Rethinking the database with drop-in replacements
- Abhishek Tiwari
- Data
- 10.59350/sy6ep-jcf09
- Crossref
- September 27, 2015
Table of Contents
We are observing a new era in database technology space, drop-in replacements with order of magnitude improvement in performance over their counterparts. First Amazon Aurora and now Scylla DB. Although the concept of drop-in replacements is not something new but most recently these substitutes started pushing the performance boundaries using completely overhauled architecture. Apart from feature parity, the focus for drop-in replacements is shifted towards lowering operational and infrastructure costs with the ability to scale and heal.
Amazon Aurora
As discussed before on this blog, Amazon Aurora is the fully compatible substitute for MySQL 5.6 with 5x increase in throughput performance over stock MySQL 5.6 on the similar hardware. In addition, Amazon Aurora reduces latency often down to single digit milliseconds. Aurora’s fault-tolerance and self-healing mechanics can be considered as best in class. Before Amazon Aurora, MySQL had at least two popular enhanced drop-in substitutes - MariaDB and Percona. But as eloborated here Amazon Aurora is a game changer.

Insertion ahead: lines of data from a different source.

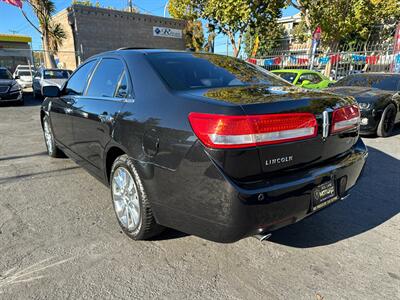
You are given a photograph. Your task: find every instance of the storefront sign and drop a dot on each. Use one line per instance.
(167, 32)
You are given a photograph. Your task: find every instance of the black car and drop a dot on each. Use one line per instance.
(205, 144)
(378, 97)
(10, 90)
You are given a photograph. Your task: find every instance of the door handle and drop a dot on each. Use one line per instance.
(105, 118)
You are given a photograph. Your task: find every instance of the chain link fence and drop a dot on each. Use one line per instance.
(12, 57)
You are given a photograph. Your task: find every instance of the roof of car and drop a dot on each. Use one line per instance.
(295, 71)
(376, 74)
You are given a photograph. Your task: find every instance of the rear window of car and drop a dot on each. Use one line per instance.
(288, 76)
(378, 81)
(56, 74)
(186, 71)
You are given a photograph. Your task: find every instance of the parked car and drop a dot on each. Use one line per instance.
(24, 68)
(10, 90)
(378, 97)
(202, 143)
(24, 78)
(305, 78)
(44, 77)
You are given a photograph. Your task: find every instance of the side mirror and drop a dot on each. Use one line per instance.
(51, 91)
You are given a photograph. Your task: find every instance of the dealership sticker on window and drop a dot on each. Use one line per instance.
(167, 32)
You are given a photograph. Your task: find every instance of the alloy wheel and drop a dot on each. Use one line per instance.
(126, 199)
(48, 136)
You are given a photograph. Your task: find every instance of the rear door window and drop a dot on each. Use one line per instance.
(106, 79)
(76, 84)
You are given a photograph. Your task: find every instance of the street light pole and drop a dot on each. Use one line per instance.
(165, 8)
(130, 5)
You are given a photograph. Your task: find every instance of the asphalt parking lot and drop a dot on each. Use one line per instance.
(59, 238)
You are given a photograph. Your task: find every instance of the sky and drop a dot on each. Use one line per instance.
(12, 21)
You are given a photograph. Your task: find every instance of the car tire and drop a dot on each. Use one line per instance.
(386, 124)
(52, 149)
(21, 102)
(130, 201)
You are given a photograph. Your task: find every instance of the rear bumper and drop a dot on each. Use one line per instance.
(369, 121)
(213, 207)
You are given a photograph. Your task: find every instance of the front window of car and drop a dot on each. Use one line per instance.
(288, 76)
(108, 80)
(55, 74)
(24, 73)
(378, 81)
(312, 78)
(76, 84)
(186, 71)
(5, 74)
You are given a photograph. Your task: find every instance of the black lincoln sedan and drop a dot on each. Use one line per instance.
(10, 90)
(205, 144)
(378, 96)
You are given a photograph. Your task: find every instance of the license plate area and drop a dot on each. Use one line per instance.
(323, 195)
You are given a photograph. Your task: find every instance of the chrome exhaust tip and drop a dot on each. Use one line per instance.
(262, 237)
(344, 197)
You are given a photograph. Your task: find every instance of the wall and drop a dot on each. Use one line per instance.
(96, 30)
(67, 55)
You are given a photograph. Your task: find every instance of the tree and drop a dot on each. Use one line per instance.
(52, 33)
(269, 38)
(232, 17)
(193, 32)
(347, 20)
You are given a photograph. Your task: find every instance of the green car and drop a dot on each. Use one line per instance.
(305, 78)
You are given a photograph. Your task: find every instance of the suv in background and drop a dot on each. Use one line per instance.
(24, 78)
(45, 77)
(24, 68)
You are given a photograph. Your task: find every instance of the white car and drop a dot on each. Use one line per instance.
(25, 68)
(24, 78)
(44, 77)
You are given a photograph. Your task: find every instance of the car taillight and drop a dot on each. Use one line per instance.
(221, 131)
(345, 118)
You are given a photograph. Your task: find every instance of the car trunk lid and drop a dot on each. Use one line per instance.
(282, 157)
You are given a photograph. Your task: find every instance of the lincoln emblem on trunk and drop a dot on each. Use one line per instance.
(279, 160)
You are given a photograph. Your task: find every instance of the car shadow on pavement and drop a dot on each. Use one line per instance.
(28, 101)
(396, 131)
(4, 180)
(6, 158)
(373, 201)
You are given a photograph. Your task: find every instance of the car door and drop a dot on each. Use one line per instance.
(61, 107)
(95, 113)
(36, 82)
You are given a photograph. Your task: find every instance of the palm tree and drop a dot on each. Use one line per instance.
(52, 33)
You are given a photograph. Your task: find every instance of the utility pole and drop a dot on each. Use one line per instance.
(130, 6)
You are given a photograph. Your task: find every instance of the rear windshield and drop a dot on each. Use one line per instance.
(186, 71)
(5, 74)
(382, 82)
(24, 73)
(56, 74)
(288, 76)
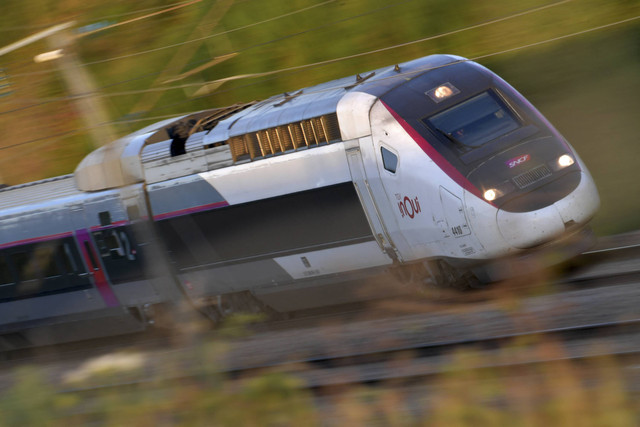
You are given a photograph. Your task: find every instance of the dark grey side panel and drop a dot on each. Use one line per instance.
(309, 220)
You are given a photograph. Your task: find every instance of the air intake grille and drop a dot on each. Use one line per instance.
(532, 176)
(267, 142)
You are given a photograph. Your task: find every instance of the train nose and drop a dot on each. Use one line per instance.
(527, 229)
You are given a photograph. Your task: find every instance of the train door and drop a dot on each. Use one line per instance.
(370, 198)
(92, 260)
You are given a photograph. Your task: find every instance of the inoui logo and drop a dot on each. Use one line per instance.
(518, 160)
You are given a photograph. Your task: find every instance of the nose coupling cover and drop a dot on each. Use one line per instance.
(524, 230)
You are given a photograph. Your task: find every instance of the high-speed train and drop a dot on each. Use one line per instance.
(432, 168)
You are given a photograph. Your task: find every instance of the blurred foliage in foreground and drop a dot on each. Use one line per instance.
(587, 85)
(558, 393)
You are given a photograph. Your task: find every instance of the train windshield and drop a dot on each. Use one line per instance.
(475, 122)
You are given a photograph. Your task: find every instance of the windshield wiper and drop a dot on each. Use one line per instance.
(459, 144)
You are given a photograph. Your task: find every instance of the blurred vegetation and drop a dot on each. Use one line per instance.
(586, 85)
(501, 388)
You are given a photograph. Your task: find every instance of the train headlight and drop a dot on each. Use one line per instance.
(490, 195)
(442, 92)
(565, 160)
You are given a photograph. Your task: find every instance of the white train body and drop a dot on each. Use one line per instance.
(436, 163)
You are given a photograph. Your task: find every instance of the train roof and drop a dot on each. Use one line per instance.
(38, 192)
(322, 99)
(145, 155)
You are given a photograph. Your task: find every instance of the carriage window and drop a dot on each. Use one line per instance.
(475, 121)
(26, 270)
(5, 273)
(389, 160)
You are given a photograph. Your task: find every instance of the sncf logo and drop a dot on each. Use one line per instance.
(518, 160)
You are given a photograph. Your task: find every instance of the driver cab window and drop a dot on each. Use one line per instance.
(389, 160)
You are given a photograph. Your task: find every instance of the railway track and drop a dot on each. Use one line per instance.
(590, 319)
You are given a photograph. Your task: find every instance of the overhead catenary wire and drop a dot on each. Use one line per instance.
(97, 19)
(194, 63)
(187, 85)
(475, 58)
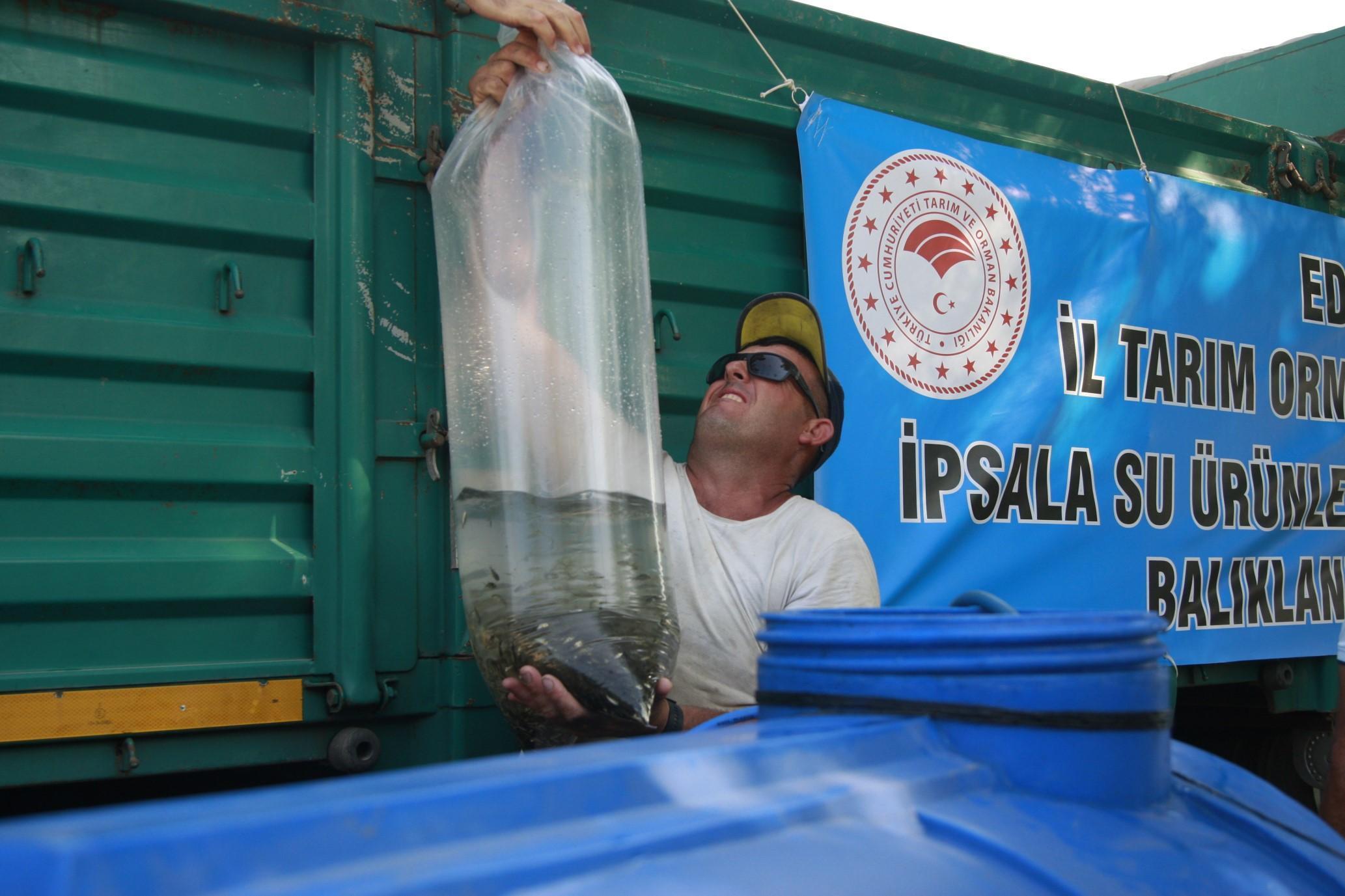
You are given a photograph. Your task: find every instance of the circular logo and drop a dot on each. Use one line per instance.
(935, 273)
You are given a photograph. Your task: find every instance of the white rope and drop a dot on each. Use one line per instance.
(1133, 141)
(784, 79)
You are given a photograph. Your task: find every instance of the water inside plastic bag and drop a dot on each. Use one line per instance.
(556, 460)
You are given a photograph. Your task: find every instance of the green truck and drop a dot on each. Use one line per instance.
(222, 530)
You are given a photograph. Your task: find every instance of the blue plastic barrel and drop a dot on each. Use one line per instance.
(896, 753)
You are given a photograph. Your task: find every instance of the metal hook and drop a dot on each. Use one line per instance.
(658, 328)
(230, 288)
(31, 265)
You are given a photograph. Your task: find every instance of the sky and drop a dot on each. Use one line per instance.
(1113, 44)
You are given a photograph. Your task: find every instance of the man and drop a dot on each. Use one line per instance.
(740, 543)
(1333, 800)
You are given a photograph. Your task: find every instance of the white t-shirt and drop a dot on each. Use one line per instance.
(724, 574)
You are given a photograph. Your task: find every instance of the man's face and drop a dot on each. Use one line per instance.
(744, 411)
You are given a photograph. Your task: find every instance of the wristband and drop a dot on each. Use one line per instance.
(676, 718)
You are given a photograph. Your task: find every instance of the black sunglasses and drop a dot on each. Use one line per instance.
(768, 367)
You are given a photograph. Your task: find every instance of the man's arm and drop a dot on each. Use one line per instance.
(1333, 800)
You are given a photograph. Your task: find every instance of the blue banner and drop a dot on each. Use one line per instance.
(1081, 388)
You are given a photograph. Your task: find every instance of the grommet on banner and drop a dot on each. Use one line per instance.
(784, 79)
(1133, 141)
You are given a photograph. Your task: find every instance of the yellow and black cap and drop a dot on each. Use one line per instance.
(791, 320)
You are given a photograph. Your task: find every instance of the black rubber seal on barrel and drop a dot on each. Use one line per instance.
(1072, 720)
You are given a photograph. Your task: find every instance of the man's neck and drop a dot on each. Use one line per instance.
(736, 493)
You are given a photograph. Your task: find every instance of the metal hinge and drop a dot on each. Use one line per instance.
(1283, 174)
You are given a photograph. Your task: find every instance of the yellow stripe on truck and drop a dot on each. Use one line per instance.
(126, 711)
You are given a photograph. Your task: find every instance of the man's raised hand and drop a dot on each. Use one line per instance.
(548, 698)
(548, 19)
(493, 78)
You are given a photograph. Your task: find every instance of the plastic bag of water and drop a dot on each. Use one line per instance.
(555, 445)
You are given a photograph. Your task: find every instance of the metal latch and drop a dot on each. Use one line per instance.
(434, 157)
(434, 439)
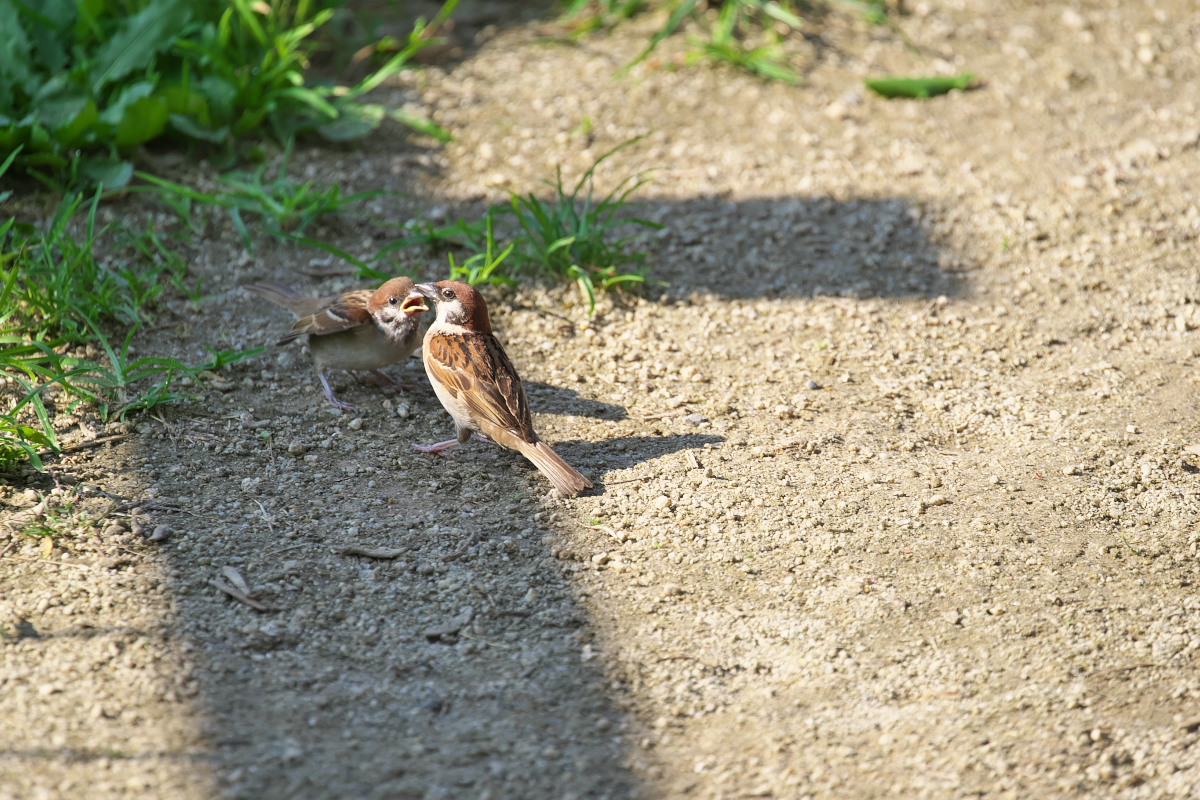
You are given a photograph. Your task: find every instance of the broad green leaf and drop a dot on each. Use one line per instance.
(16, 50)
(108, 172)
(355, 122)
(190, 127)
(81, 128)
(118, 106)
(420, 124)
(144, 119)
(52, 46)
(149, 31)
(918, 88)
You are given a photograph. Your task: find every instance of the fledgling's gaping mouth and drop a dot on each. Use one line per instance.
(414, 304)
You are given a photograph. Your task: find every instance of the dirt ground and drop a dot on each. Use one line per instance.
(898, 479)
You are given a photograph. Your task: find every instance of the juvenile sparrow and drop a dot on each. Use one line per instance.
(477, 383)
(364, 329)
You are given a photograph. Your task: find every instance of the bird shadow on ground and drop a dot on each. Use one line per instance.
(624, 452)
(559, 400)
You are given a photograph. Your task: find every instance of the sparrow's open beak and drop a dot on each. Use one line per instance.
(414, 304)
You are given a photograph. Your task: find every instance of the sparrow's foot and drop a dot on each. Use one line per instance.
(333, 398)
(441, 449)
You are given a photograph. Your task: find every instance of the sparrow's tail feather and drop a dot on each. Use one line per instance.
(283, 295)
(564, 477)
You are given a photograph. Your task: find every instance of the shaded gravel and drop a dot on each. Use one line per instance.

Scylla drop-in replacement for Cassandra
Scylla which claims to be the world’s fastest column-store database is a drop-in replacement for popular NoSQL database technology Apache Cassandra 2.1.9. Scylla supports Cassandra data format (SSTable), configuration, and all relevant external interfaces. Key Cassandra tools (CQLSh, cassandra-stress, nodetool) are either fully or partially compatible. Scylla supports the majority of CQL keyspace, and table operations, but currently it lacks support for ALTER TABLE , DROP TABLE, TRUNCATE and pagination. Similarly, support for the multiple data centers, which is a key Cassandra feature, is a work in progress.
Scylla architecture
Scylla architecture is based on a shared-nothing approach at individual core level which means Scylla avoids the core locking, and latency due coordination across cores. To achieve the extreme performance on multicore hardware, Scylla uses the Seastar framework. Basically, Scylla runs multiple engines, one per core, each with its own memory, CPU, and multi-queue NIC which allows to squeeze the most out of the hardware. For those who are unfamiliar with Seastar, it is an advanced, open-source C++ framework for high-performance server applications on modern hardware.
Scylla benchmarks
The following benchmark compares Cassandra and Scylla throughput on a single server. Benchmark suggests Scylla can achieve up to 1 million transactions/second per server. In addition, Scylla’s measured consistent latency under 1ms (99th percentile) significantly lower than Cassandra’s, while providing significantly higher throughput.
Closing thoughts
These innovations are not just driving the performance to next level but also cutting the total cost to achieve the required throughput and latency. You pay much less towards the infrastructure cost despite the order of magnitude improvement in performance and latency.